North Lake Tahoe Local Guide
North Lake Tahoe offers stunning views, unique geological features including one of the largest Alpine Lakes in North America, and easy access to tons of outdoor activities. This region can appeal to people from all walks of life, as it offers not only access to human powered sports, but also a rich culture, excellent dining options, and a history that includes the Olympics back in 1960. Reports of a lake dwelling creature with a massive appetite and green skin, nicknamed Tessie, have circled the region for centuries, only adding to the mystic draw of this region and the history surrounding it. The North Lake Tahoe region is home to a number of small towns, including Incline Village, Kings Beach, and the most iconic, Truckee. Not only is this place famous for its ski resorts, but it is also able to offer water sports not available in many other ski destinations.
Squaw Valley Alpine Meadows is an iconic destination for advanced, intermediate, and beginner skiers for many reasons. It has been voted the Best Ski Resort in North America for the third year in a row by USA Today and 10 Best Readers’ Choice. This resort spans over 6,000 skiable acres, with 65% beginner terrain, legendary steeps, and 14 separate mountain zones which makes it easy to navigate and understand where you are headed. Boasting an annual average of 450 inches of snowfall and 300 sunny California days, it is hard to beat the conditions available to skiers and riders that choose to visit this iconic destination.

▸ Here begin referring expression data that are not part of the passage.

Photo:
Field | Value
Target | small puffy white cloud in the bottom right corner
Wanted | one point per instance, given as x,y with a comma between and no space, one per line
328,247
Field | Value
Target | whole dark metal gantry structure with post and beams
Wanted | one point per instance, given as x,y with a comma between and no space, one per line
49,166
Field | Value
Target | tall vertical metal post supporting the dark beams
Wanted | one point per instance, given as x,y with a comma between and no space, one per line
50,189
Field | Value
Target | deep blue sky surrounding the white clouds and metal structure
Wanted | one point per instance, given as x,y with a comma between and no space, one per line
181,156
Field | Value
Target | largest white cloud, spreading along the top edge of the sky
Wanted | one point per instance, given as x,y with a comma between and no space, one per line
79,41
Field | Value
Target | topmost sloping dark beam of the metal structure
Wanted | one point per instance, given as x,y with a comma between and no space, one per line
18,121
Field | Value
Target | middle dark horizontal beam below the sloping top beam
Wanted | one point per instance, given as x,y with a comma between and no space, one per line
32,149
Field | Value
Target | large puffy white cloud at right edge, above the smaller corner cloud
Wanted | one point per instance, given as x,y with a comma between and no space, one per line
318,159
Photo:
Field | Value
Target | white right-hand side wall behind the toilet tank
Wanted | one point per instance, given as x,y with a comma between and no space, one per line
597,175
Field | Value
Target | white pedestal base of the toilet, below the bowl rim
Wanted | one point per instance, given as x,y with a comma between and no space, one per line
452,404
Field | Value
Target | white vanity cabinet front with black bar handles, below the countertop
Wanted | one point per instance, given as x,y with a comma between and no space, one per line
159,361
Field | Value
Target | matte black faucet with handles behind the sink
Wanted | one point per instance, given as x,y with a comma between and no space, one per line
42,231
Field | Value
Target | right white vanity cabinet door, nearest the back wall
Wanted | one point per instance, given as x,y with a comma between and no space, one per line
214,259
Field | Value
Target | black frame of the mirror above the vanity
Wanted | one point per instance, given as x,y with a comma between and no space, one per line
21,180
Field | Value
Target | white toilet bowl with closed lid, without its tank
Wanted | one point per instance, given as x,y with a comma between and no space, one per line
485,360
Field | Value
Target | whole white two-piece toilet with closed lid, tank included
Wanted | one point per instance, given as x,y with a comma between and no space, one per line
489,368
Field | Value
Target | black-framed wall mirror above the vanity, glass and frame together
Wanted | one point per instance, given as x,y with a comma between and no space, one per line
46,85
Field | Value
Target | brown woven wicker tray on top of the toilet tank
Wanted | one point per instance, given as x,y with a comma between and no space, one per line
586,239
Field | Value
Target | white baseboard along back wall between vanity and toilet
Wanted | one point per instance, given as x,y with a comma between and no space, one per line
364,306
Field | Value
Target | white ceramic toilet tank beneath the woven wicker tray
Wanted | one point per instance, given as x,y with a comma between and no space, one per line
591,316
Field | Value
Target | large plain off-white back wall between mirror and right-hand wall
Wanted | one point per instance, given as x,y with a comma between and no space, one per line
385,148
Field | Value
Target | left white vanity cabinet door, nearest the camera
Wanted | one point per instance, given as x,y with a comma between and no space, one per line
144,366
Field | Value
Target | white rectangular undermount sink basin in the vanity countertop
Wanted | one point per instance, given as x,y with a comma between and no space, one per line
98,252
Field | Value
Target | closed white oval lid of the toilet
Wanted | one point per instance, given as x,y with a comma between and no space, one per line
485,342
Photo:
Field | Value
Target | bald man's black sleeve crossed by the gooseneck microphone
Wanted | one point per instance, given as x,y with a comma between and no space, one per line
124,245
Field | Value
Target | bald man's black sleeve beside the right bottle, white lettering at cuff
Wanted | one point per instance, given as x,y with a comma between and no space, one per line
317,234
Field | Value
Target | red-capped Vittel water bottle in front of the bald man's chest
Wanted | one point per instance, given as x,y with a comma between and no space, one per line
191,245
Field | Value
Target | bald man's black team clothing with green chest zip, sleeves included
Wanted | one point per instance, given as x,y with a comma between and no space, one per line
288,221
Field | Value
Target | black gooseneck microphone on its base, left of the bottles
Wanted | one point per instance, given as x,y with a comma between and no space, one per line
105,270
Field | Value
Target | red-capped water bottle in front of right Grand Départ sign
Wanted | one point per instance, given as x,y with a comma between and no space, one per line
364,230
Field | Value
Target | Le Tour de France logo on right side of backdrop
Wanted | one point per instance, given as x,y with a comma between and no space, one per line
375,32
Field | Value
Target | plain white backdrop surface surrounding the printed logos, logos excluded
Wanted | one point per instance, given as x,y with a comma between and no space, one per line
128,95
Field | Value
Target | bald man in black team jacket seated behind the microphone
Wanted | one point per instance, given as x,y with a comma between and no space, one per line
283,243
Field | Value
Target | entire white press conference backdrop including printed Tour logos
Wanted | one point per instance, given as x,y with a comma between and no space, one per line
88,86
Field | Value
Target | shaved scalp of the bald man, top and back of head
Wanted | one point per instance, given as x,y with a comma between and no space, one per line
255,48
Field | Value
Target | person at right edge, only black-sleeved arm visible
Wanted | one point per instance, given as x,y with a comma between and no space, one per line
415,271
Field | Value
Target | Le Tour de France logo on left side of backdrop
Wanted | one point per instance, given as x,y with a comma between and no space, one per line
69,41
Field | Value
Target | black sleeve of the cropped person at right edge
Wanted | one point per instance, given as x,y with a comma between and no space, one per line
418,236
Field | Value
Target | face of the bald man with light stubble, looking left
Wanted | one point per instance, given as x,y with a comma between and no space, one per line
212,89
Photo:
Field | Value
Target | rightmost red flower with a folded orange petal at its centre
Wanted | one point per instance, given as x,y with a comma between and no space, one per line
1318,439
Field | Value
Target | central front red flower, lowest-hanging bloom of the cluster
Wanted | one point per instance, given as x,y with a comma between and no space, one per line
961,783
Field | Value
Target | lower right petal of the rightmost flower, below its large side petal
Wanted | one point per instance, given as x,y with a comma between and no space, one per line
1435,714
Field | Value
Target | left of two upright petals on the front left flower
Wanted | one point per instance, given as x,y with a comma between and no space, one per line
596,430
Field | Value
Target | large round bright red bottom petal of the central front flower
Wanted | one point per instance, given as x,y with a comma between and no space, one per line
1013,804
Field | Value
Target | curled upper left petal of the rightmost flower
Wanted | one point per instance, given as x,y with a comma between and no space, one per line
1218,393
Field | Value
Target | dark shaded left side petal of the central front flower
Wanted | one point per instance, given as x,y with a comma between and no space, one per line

Northstar Resort is in the Martis Valley of North Lake Tahoe, and is about 20 minutes from the town of Truckee, mentioned above. Even from the San Frisco Bay area, it is only about 3.5 hours so making a quick weekend trip when the conditions seem right is a nice option for folks that are lucky enough to live in the area. Northstar is part of the pic Pass family, meaning it is operated by Vail Resorts. This is in contrast to the other major ski destination in the area, Squaw Valley, which is now signed up to be a part of the Icon Pass. Northstar is actually built on an extinct volcano, Mount Pluto, that last erupted 2 million years ago causing the geologic feature that we now call Lake Tahoe. Northstar has over 100 trails, with 13% beginner terrain, 60% intermediate terrain, and 27% advanced terrain, meaning it is an excellent place for family skiing in which everyone can find what they may be looking for,
North Lake Tahoe has so many non-skiing activities that its busy season is almost year round, instead of being winter focused like many other iconic ski destinations. Past of the magic of Lake Tahoe in general is that if you are willing to drive an hour or so and depending on weather conditions, you can do almost any outdoor activity you want to. If you want to take a day off from skiing in the winter, you can head to warmer weather within an hour or so and hike, mountain bike, try climbing, or even go paddle boarding on the lake if you happen to be around in the spring and get some warm weather. Elevation plays a huge role in the Lake Tahoe area, so if skiing is not your thing but you still want to get outdoors and experience the area, head downhill a bit and watch the temperature steadily rise until you feel comfortable! In the winter, if you don’t feel like driving but still want to spend some time off the hill doing other activities, you can head to Northstar and go ice skating, snow tubing, watch a movie at their theatre, or even wait until 4pm at the Village Overlook for complimentary s’mores! There is an aerial treetop adventure course at the Granlibakken, which was one of North Lake Tahoe’s first ski resorts, that features a series of bridges, zip lines, and other features to keep your heart pounding. With Tahoe’s low light pollution, dry environment, and high elevation, the conditions come together in just the right way to be able to offer great star gazing experiences. If you want to learn from one of the best, award winning astronomer Tony Berendsen leads star tours on weekend evenings in North Lake Tahoe.